Красиво? Да, совсем как у Гоголя. Но это не язык Аксакова, когда он говорит своим голосом, а не лезет в гоголевский карман за поэтическими красотами. Собственный голос Аксакова чужд фиоритур. И песня его скромна, проста, естественна, как дыхание. Точность, выверенность каждого слова поразительны. Но все-таки тут есть и нечто большее, чем совпадение слова с сутью. Квалифицированный естествоиспытатель может не менее точно описать любое животное, но такого впечатления не добьется.

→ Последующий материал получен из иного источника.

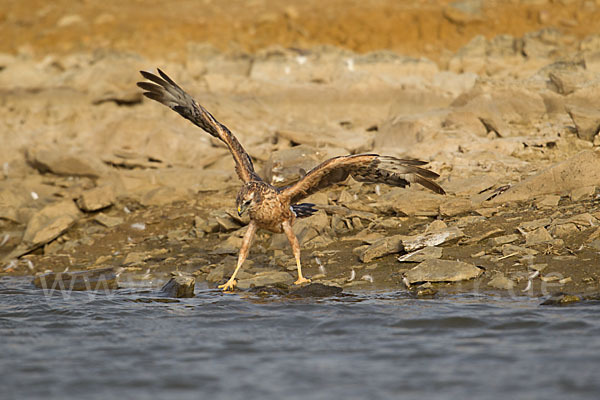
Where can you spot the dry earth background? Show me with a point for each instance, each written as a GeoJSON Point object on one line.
{"type": "Point", "coordinates": [502, 97]}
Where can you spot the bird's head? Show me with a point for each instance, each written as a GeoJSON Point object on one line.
{"type": "Point", "coordinates": [245, 199]}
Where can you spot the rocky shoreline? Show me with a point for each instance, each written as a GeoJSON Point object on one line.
{"type": "Point", "coordinates": [95, 177]}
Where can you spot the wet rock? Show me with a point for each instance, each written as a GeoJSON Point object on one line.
{"type": "Point", "coordinates": [434, 270]}
{"type": "Point", "coordinates": [426, 292]}
{"type": "Point", "coordinates": [179, 287]}
{"type": "Point", "coordinates": [107, 220]}
{"type": "Point", "coordinates": [499, 281]}
{"type": "Point", "coordinates": [60, 162]}
{"type": "Point", "coordinates": [265, 278]}
{"type": "Point", "coordinates": [421, 255]}
{"type": "Point", "coordinates": [50, 222]}
{"type": "Point", "coordinates": [96, 199]}
{"type": "Point", "coordinates": [316, 290]}
{"type": "Point", "coordinates": [586, 120]}
{"type": "Point", "coordinates": [380, 248]}
{"type": "Point", "coordinates": [135, 258]}
{"type": "Point", "coordinates": [561, 299]}
{"type": "Point", "coordinates": [94, 279]}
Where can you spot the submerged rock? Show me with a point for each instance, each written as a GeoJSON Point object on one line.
{"type": "Point", "coordinates": [442, 271]}
{"type": "Point", "coordinates": [179, 287]}
{"type": "Point", "coordinates": [94, 279]}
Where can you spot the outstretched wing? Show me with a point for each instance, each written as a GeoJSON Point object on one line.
{"type": "Point", "coordinates": [167, 92]}
{"type": "Point", "coordinates": [365, 168]}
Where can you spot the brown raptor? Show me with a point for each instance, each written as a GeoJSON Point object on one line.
{"type": "Point", "coordinates": [274, 208]}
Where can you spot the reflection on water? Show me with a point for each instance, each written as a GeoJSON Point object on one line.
{"type": "Point", "coordinates": [131, 344]}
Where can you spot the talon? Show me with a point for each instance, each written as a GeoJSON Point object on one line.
{"type": "Point", "coordinates": [301, 280]}
{"type": "Point", "coordinates": [228, 286]}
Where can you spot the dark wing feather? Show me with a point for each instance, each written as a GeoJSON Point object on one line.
{"type": "Point", "coordinates": [167, 92]}
{"type": "Point", "coordinates": [370, 168]}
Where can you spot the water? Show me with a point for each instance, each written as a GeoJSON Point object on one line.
{"type": "Point", "coordinates": [368, 346]}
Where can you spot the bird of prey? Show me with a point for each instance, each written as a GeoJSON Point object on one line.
{"type": "Point", "coordinates": [275, 208]}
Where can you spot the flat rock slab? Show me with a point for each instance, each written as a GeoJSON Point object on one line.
{"type": "Point", "coordinates": [431, 238]}
{"type": "Point", "coordinates": [434, 270]}
{"type": "Point", "coordinates": [380, 248]}
{"type": "Point", "coordinates": [96, 199]}
{"type": "Point", "coordinates": [94, 279]}
{"type": "Point", "coordinates": [581, 170]}
{"type": "Point", "coordinates": [561, 299]}
{"type": "Point", "coordinates": [315, 290]}
{"type": "Point", "coordinates": [421, 255]}
{"type": "Point", "coordinates": [179, 287]}
{"type": "Point", "coordinates": [499, 281]}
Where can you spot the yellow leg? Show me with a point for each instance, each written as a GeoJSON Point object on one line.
{"type": "Point", "coordinates": [287, 228]}
{"type": "Point", "coordinates": [244, 250]}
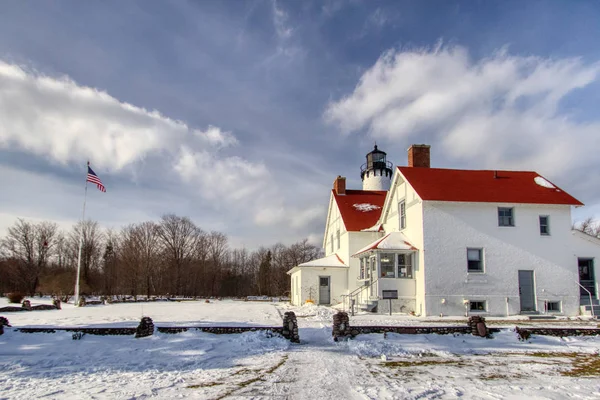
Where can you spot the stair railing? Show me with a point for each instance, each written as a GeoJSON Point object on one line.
{"type": "Point", "coordinates": [589, 294]}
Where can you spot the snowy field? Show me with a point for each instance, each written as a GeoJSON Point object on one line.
{"type": "Point", "coordinates": [252, 365]}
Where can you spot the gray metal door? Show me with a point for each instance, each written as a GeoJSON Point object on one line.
{"type": "Point", "coordinates": [324, 290]}
{"type": "Point", "coordinates": [586, 277]}
{"type": "Point", "coordinates": [527, 291]}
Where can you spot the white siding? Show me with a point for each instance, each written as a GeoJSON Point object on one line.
{"type": "Point", "coordinates": [413, 231]}
{"type": "Point", "coordinates": [309, 284]}
{"type": "Point", "coordinates": [450, 228]}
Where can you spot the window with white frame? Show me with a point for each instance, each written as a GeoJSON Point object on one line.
{"type": "Point", "coordinates": [553, 306]}
{"type": "Point", "coordinates": [544, 225]}
{"type": "Point", "coordinates": [402, 214]}
{"type": "Point", "coordinates": [387, 265]}
{"type": "Point", "coordinates": [505, 216]}
{"type": "Point", "coordinates": [477, 305]}
{"type": "Point", "coordinates": [362, 269]}
{"type": "Point", "coordinates": [405, 266]}
{"type": "Point", "coordinates": [474, 260]}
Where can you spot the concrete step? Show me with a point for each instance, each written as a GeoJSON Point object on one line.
{"type": "Point", "coordinates": [368, 306]}
{"type": "Point", "coordinates": [585, 301]}
{"type": "Point", "coordinates": [541, 317]}
{"type": "Point", "coordinates": [587, 310]}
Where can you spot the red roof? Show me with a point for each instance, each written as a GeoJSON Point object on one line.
{"type": "Point", "coordinates": [360, 209]}
{"type": "Point", "coordinates": [481, 186]}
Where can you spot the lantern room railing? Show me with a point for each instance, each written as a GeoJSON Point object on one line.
{"type": "Point", "coordinates": [375, 165]}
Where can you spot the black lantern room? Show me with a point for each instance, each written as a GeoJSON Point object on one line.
{"type": "Point", "coordinates": [376, 161]}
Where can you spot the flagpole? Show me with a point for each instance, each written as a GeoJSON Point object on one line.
{"type": "Point", "coordinates": [81, 241]}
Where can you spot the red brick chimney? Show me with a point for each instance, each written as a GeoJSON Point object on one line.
{"type": "Point", "coordinates": [418, 156]}
{"type": "Point", "coordinates": [339, 185]}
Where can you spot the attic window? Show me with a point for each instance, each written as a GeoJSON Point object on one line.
{"type": "Point", "coordinates": [365, 207]}
{"type": "Point", "coordinates": [544, 183]}
{"type": "Point", "coordinates": [505, 216]}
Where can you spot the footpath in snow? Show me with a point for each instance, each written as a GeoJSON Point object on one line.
{"type": "Point", "coordinates": [253, 365]}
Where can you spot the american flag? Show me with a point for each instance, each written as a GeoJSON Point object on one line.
{"type": "Point", "coordinates": [92, 177]}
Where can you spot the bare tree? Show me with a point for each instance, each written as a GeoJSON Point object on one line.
{"type": "Point", "coordinates": [179, 236]}
{"type": "Point", "coordinates": [30, 245]}
{"type": "Point", "coordinates": [589, 226]}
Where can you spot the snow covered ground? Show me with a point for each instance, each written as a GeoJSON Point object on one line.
{"type": "Point", "coordinates": [252, 365]}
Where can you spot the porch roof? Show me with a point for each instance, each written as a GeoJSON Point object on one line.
{"type": "Point", "coordinates": [332, 261]}
{"type": "Point", "coordinates": [391, 241]}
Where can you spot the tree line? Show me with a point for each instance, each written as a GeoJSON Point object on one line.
{"type": "Point", "coordinates": [172, 256]}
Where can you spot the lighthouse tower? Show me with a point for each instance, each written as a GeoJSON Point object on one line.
{"type": "Point", "coordinates": [376, 173]}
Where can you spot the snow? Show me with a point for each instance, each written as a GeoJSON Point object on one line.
{"type": "Point", "coordinates": [329, 261]}
{"type": "Point", "coordinates": [543, 182]}
{"type": "Point", "coordinates": [366, 207]}
{"type": "Point", "coordinates": [253, 365]}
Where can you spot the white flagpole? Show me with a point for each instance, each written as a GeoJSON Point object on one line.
{"type": "Point", "coordinates": [81, 241]}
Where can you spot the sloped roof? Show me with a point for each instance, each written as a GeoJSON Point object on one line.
{"type": "Point", "coordinates": [329, 261]}
{"type": "Point", "coordinates": [391, 241]}
{"type": "Point", "coordinates": [481, 186]}
{"type": "Point", "coordinates": [360, 209]}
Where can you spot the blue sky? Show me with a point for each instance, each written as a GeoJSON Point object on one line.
{"type": "Point", "coordinates": [241, 114]}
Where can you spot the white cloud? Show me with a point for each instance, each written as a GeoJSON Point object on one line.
{"type": "Point", "coordinates": [499, 112]}
{"type": "Point", "coordinates": [214, 136]}
{"type": "Point", "coordinates": [66, 122]}
{"type": "Point", "coordinates": [280, 19]}
{"type": "Point", "coordinates": [224, 178]}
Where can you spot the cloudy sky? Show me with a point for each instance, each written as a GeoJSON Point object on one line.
{"type": "Point", "coordinates": [240, 114]}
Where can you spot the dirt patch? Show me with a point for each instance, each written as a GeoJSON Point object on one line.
{"type": "Point", "coordinates": [258, 376]}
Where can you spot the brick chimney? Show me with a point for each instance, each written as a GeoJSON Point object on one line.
{"type": "Point", "coordinates": [418, 156]}
{"type": "Point", "coordinates": [339, 185]}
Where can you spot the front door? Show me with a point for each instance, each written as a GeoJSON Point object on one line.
{"type": "Point", "coordinates": [324, 290]}
{"type": "Point", "coordinates": [586, 276]}
{"type": "Point", "coordinates": [526, 291]}
{"type": "Point", "coordinates": [372, 289]}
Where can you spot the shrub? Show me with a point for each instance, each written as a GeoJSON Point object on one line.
{"type": "Point", "coordinates": [15, 297]}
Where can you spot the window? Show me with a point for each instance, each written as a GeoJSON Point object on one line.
{"type": "Point", "coordinates": [505, 216]}
{"type": "Point", "coordinates": [553, 306]}
{"type": "Point", "coordinates": [474, 260]}
{"type": "Point", "coordinates": [402, 212]}
{"type": "Point", "coordinates": [477, 305]}
{"type": "Point", "coordinates": [405, 266]}
{"type": "Point", "coordinates": [362, 268]}
{"type": "Point", "coordinates": [387, 265]}
{"type": "Point", "coordinates": [544, 225]}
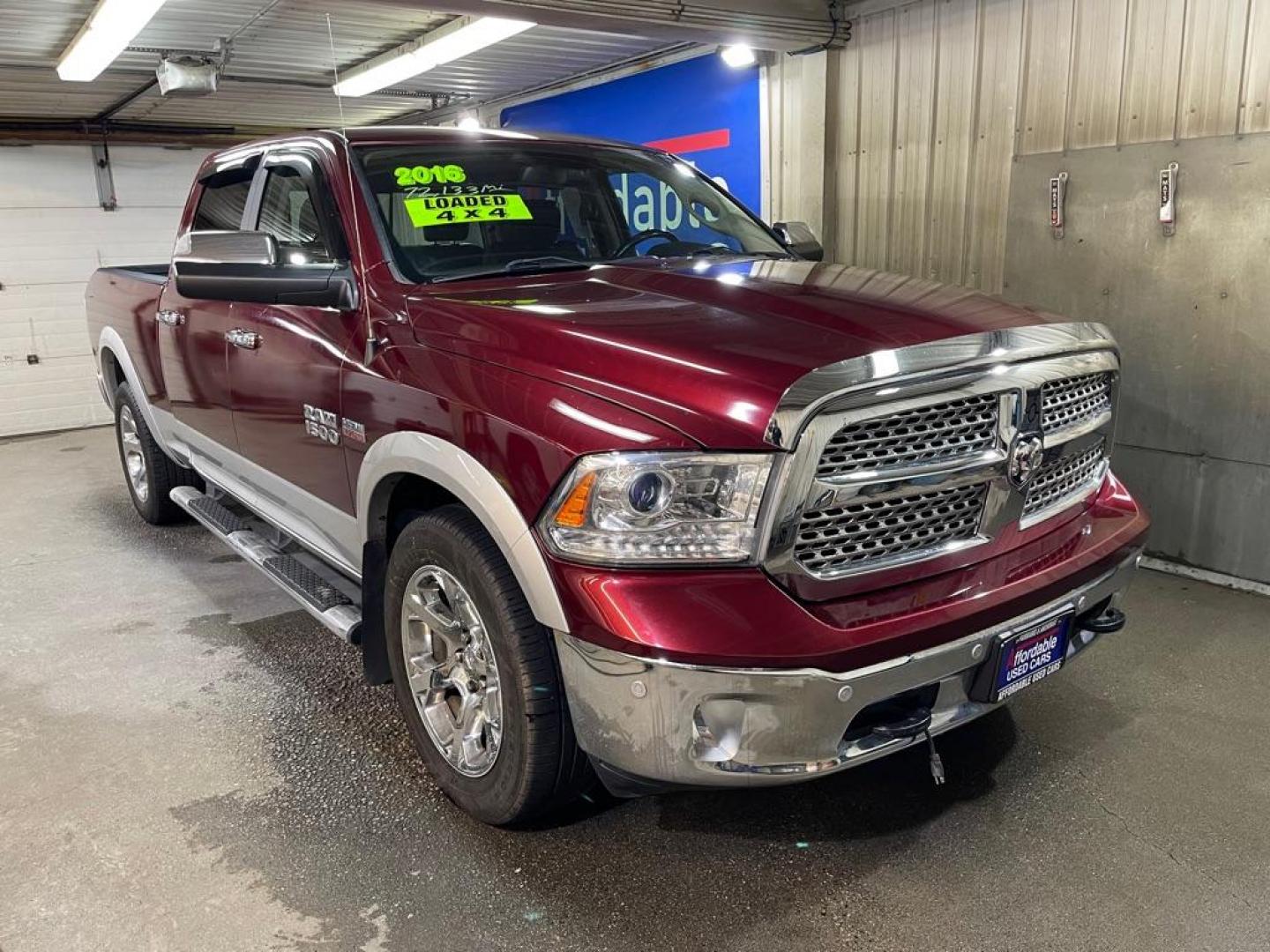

Тут создано определенное настроение, оно в ритме фразы, в словосочетании, неназойливом использовании диалектизмов: «урема» вместо «поречья» или «поемного кустарника», цветопись: «темно-синие глаза» ерша, из всего этого и возникает тот довесок, что отличает истинное художество от самого совершенного научного описания и называется поэзией.

Еще более отчетливо поэтичность аксаковской прозы раскрывается в его хрониках, написанных свободнее и размашистее. Впрочем, забота о точности никогда не оставляла Аксакова. Стремление сказать о предмете как можно вернее и полнее порой несколько утяжеляет его фразу, но Аксаков не стремится к легкости ради легкости, краткости ради краткости – куда спешить, надо пристальнее вглядываться в каждое явление жизни; в его неспешно текущей прозе обаяние первозданности, о чем бы он ни писал, он пишет так, как будто никто до него этого не делал. Да и читателю так кажется. Исконный, укорененный, не нахватанный где попало язык Аксакова превосходно служит его художественным целям.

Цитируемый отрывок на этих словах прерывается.